It rushed towards him. It was the first time it had gone on the attack, and it was stabbing down at Halmir before the blink of an eye had passed. He raised his hands and Ratface struck.

She put all her will into this one movement. All she needed to do was grab it for a second. Her hand reached out and sailed past the crystal. The glamour wasn’t stupid, it only needed to tell the hand not to grab the crystal.

The order travelled down to Ratface’s arm, which suited her fine, seems she wasn’t trying to grab that. Her hand wrapped around her other wrist holding the knife, holding it in place. She’d known she wouldn’t win a contest of will and she’d been betting that Halmir did too. Him telling her about the crystal wasn’t to tell her what to grab. He’d been telling her what his target was.
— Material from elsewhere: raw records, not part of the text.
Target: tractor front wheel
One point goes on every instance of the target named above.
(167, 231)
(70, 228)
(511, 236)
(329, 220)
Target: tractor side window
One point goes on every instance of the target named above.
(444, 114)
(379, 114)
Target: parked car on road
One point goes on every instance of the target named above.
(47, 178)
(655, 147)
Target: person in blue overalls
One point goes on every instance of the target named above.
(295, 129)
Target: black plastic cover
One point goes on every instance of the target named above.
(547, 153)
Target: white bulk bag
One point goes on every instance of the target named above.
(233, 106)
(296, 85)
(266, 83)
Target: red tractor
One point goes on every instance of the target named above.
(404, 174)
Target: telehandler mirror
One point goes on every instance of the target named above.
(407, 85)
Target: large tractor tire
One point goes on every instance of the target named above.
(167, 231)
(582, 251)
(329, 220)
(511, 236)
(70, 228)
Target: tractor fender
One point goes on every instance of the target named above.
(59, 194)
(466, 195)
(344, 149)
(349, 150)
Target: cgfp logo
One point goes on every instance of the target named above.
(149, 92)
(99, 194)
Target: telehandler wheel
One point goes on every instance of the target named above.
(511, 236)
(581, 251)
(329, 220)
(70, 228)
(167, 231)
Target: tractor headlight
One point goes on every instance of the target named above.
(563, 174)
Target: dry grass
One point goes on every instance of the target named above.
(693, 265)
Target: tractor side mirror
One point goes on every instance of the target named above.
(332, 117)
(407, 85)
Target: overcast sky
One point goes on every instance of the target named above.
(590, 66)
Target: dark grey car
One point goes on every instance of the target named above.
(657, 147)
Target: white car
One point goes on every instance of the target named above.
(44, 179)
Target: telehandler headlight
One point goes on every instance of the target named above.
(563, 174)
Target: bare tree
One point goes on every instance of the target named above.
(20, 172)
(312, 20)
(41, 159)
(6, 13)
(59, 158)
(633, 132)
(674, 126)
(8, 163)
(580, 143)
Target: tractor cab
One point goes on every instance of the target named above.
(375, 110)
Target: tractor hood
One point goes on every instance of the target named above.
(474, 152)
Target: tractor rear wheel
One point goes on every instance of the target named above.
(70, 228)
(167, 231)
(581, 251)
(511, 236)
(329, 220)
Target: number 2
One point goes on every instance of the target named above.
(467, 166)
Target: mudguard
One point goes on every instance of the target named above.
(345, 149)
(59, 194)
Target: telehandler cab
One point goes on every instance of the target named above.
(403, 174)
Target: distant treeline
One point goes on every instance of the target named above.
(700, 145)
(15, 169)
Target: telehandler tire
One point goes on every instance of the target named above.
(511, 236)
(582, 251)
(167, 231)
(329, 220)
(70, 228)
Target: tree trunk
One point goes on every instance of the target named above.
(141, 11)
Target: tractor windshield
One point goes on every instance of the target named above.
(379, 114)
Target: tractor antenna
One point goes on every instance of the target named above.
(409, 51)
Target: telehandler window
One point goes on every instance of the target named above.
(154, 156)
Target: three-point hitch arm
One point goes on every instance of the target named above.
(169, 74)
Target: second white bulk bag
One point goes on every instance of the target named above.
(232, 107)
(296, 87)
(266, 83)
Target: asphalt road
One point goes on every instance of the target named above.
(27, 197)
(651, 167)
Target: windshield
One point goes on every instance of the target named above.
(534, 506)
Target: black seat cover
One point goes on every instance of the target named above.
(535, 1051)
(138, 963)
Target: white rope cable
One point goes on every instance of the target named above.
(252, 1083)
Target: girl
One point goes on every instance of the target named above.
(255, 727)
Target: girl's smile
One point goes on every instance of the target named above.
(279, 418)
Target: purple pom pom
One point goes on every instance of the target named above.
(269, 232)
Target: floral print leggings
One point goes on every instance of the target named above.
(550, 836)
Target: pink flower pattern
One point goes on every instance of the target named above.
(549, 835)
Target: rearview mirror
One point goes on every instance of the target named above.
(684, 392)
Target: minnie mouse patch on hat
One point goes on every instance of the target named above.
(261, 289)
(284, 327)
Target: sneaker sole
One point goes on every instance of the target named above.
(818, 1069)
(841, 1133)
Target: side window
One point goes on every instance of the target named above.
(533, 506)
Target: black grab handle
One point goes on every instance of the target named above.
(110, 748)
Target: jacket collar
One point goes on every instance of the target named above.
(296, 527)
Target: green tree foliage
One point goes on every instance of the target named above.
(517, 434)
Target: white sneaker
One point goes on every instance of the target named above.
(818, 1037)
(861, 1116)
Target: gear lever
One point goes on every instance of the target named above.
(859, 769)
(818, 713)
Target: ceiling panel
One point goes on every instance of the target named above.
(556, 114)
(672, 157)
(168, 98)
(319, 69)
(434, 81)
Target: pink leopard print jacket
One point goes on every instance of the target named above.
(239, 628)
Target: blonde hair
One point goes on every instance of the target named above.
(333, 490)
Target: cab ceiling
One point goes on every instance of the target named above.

His hands went straight for the crystal, trusting her to hold the arm back. The glamour tried to bring the knife down, but Ratface held her will strong. She may not be able to beat it in a contest of wills, but with the glamours instructions split she could at least hold the arm. After than it became a question of strength. It was even split because it was Ratface’s body. She held the arm firm.

Halmir grabbed the crystal, his blood smearing all over it. He shoved it into Ratface, tripping her in the process. They slammed into the ground with the crystal trapped between them.

Halmir’s blood ran from his hand to the crystal, onto Ratface. His magic blood.

It was a gamble. He couldn’t put the inscriptions Suncat had needed to make this happen the first time. What he did have was the fact that it had been Ratface and him connected by the ritual. The echo of that connection was still tying them together. He pushed onto that lingering connection.

The three of them were pulled into the dreamlike world. They stood in Ratface’s village, the huts and path along it in vivid details rather than smoke for once.

“Four of us,” said a frazzled voice. Next to Ratface stood the elf girl. She looked harried, weakened. Her form was literally falling apart at the seams. The edges of it struggled to hold itself together.

On the other side of the village, the other glamour was lying on the ground. It lay before the only part of the memory that was still fuzzy. Ratface knew her mother was there, and she was furious. This deep into the memory it was all the glamour could do to stop her seeing the full memory and her emotions slammed back into her. She wanted to weep for what she had loss. To curl into a ball and lose herself to misery. The thought she hadn’t been able to grieve, like a knife that had slid deeper and deeper with every day.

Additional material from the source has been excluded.